The Weekly View: A Slope Not A Cliff: Most Tax Cuts Likely To Be Extended
Comment of the Day

December 27 2012

Commentary by David Fuller

The Weekly View: A Slope Not A Cliff: Most Tax Cuts Likely To Be Extended

My thanks to Rod Smyth, Bill Ryder and Ken Liu of RiverFront for their ever-interesting market tactics letter. Here is the opening paragraph:
We continue to believe that most of the fiscal cliff's impact will be avoided next year. We had hoped for a deal before year end, which would have lessened economic and investment uncertainty. However, a grip over the cliff looks increasingly likely and thus, tax rates will increase before congress acts. Republicans seem to believe the appearance of lowering most Americans' taxes after they go up, rather than raising taxes on a small percentage of high-income earners, will provide the political cover necessary to allow a compromise with the Democrats. We think there is little difference in the outcome except for a near-term loss of confidence (and an even lower opinion of Congress). The fiscal cliff is actually more of a slope, with the spending cuts and tax increases taking effect incrementally over time. If the fiscal cliff is resolved in the first few weeks of 2013, its economic impact should be minimal.

David Fuller's view I think this is about as favourable an assessment as one can make over the inability of the White House and Congress to govern in a manner which creates confidence. So far, markets have been reasonably relaxed, albeit with the benefit of a massive quantitative easing (QE) tailwind, although the S&P 500 (weekly & daily) has been slipping beneath a lower high since 19th December.

As I see it, a lefty Democrat White House and an ideological Republican-controlled House of Representatives are refusing to agree on a sensible fiscal compromise (the art of governance) for reasons that probably do not matter all that much to the majority of US citizens. We have seen this before but it probably matters more this time, given the USA's runaway government debt.

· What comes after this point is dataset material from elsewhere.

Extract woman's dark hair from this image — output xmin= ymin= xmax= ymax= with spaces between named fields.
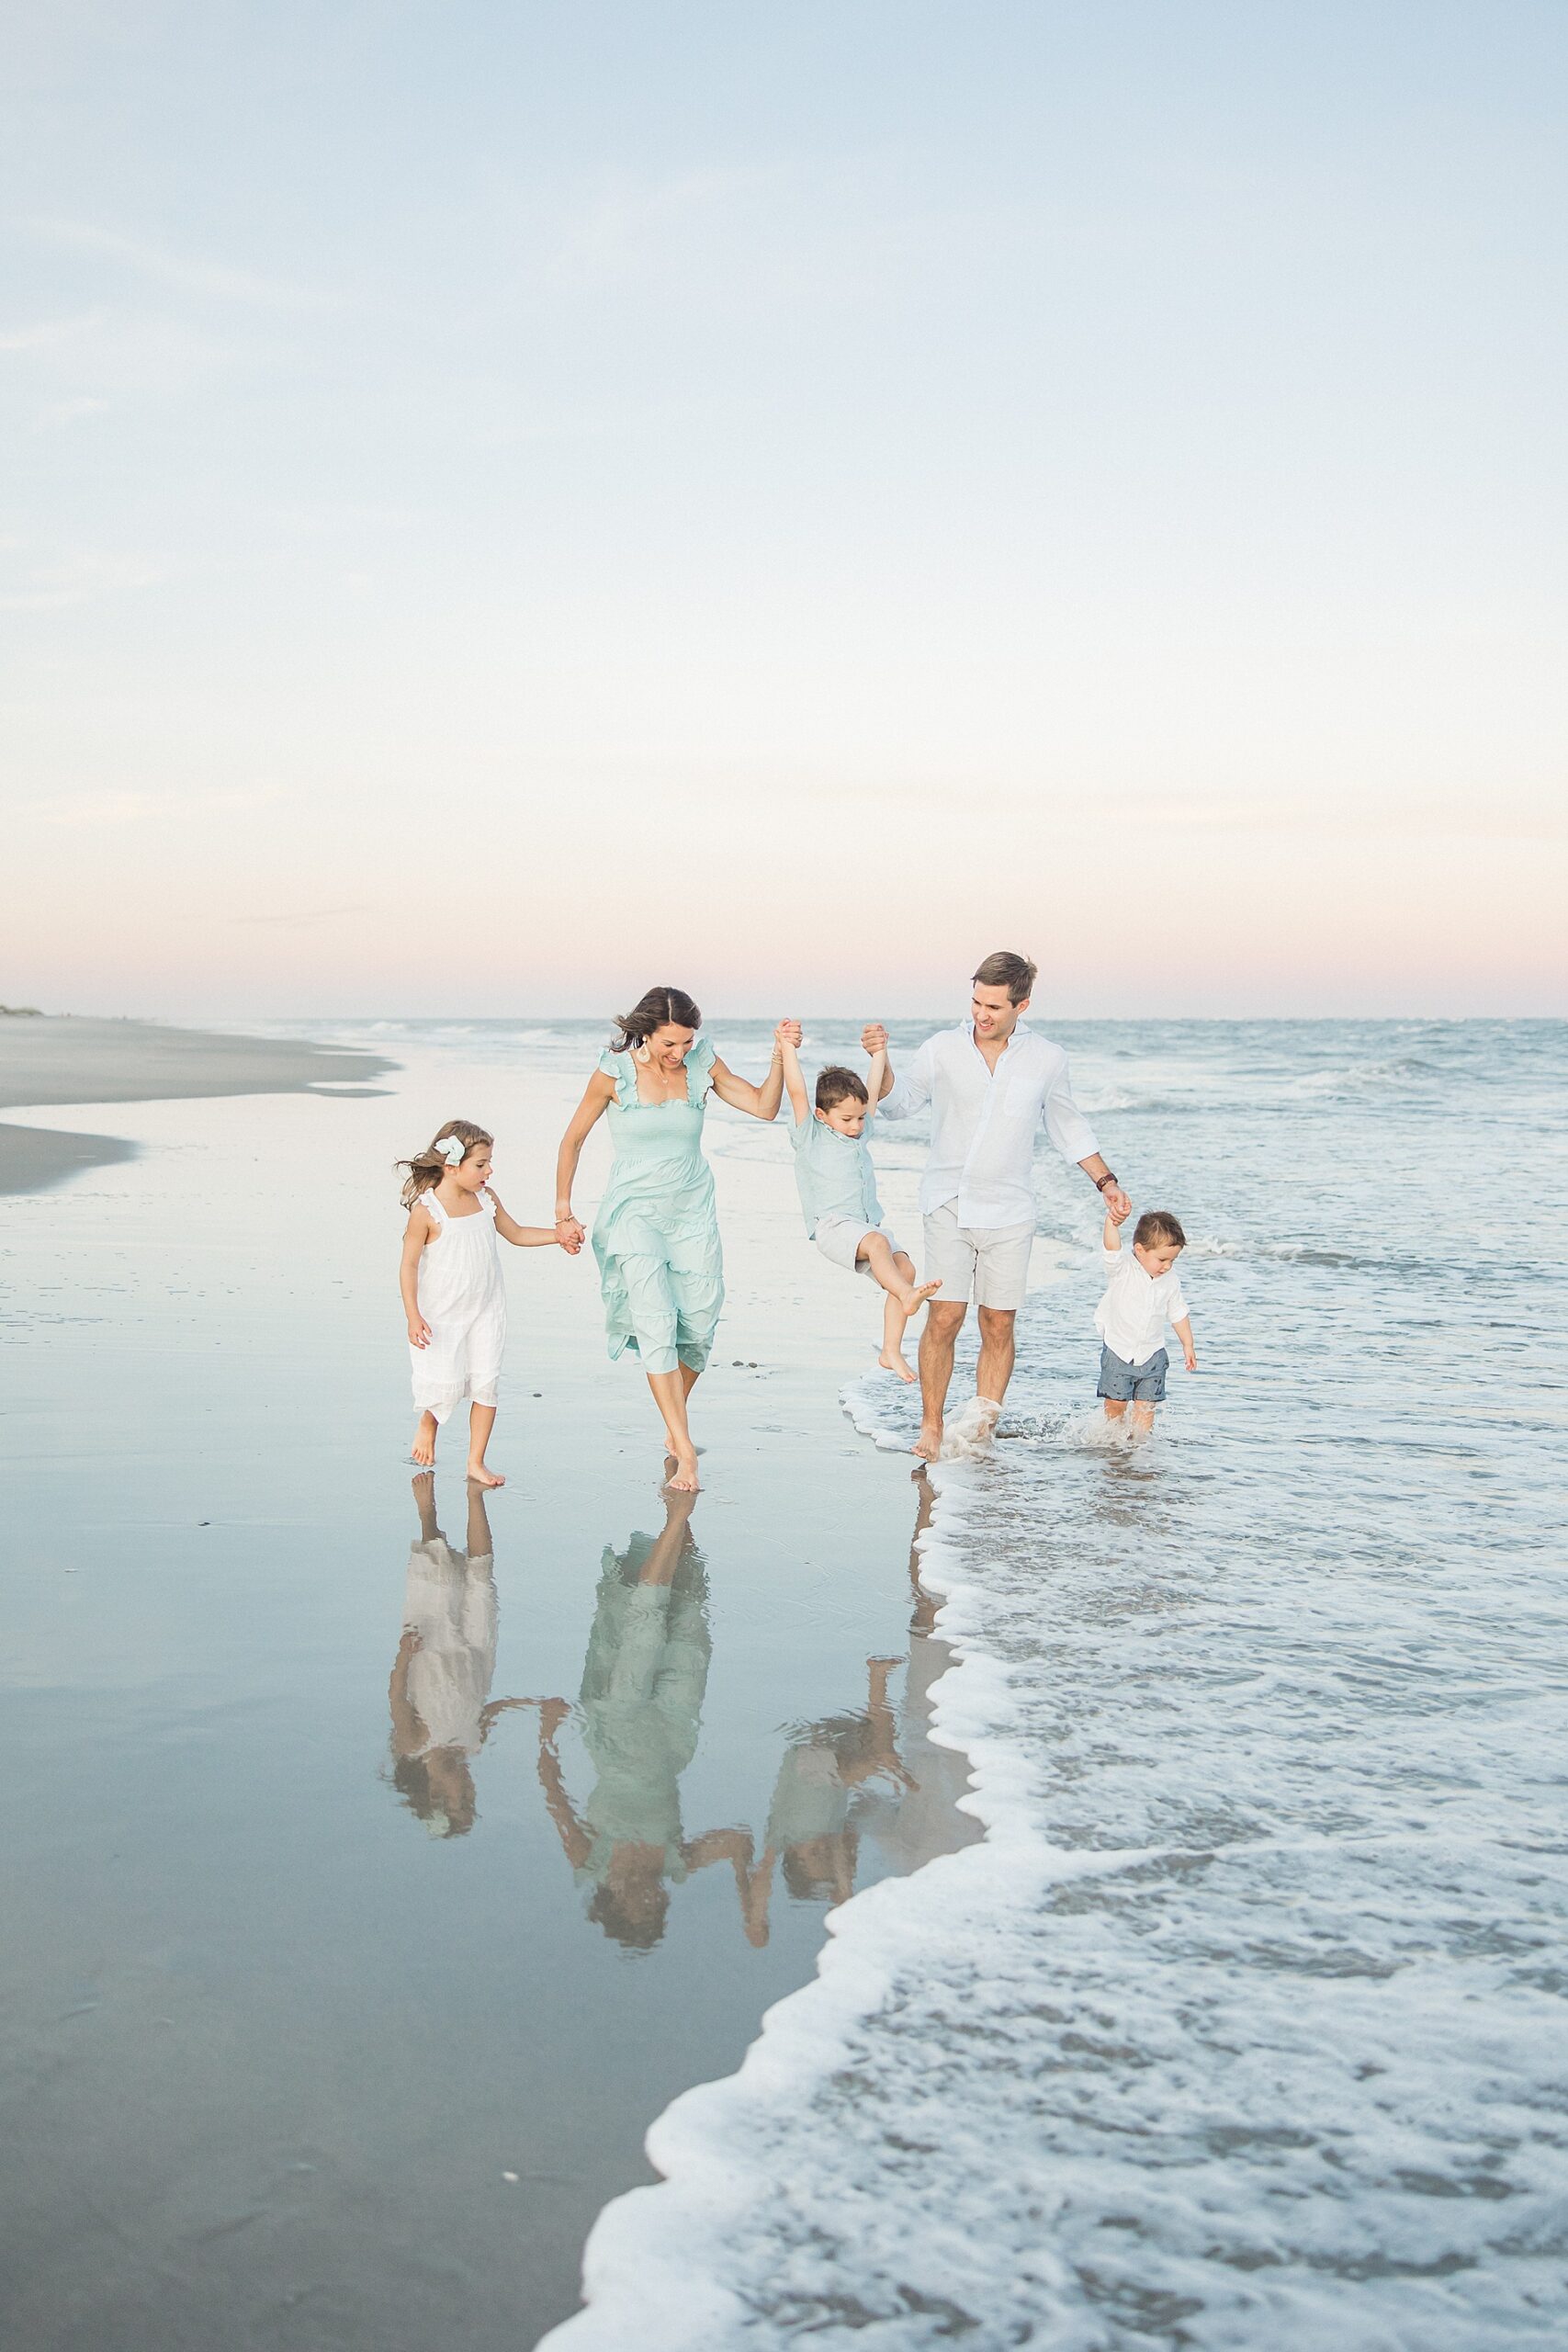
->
xmin=816 ymin=1065 xmax=869 ymax=1112
xmin=395 ymin=1118 xmax=492 ymax=1209
xmin=610 ymin=986 xmax=701 ymax=1053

Mr Bernanke's QE has postponed a reality check in the form of a sliding stock market, until recently, although the S&P 500 has been underperforming since October (see graph in The Weekly View posted above). Crisis-oriented US politicians are pressing their luck.

In a press release late this afternoon, the US House of Representatives has just announced that it will hold a session on the 30th, creating some optimism that a budget deal will be agreed before yearend. I certainly hope so because the USA's reputation as a safe haven has been diminished, judging from the relative performance of stock markets in 4Q 2012.

The US still holds the world's main reserve currency; it has mostly maintained its technology lead, and it now has a huge advantage in energy costs relative to other developed countries thanks to its successful development of fracking technology. Nevertheless, when evaluating financial opportunities in global markets, investors understandably take note of the trend of governance.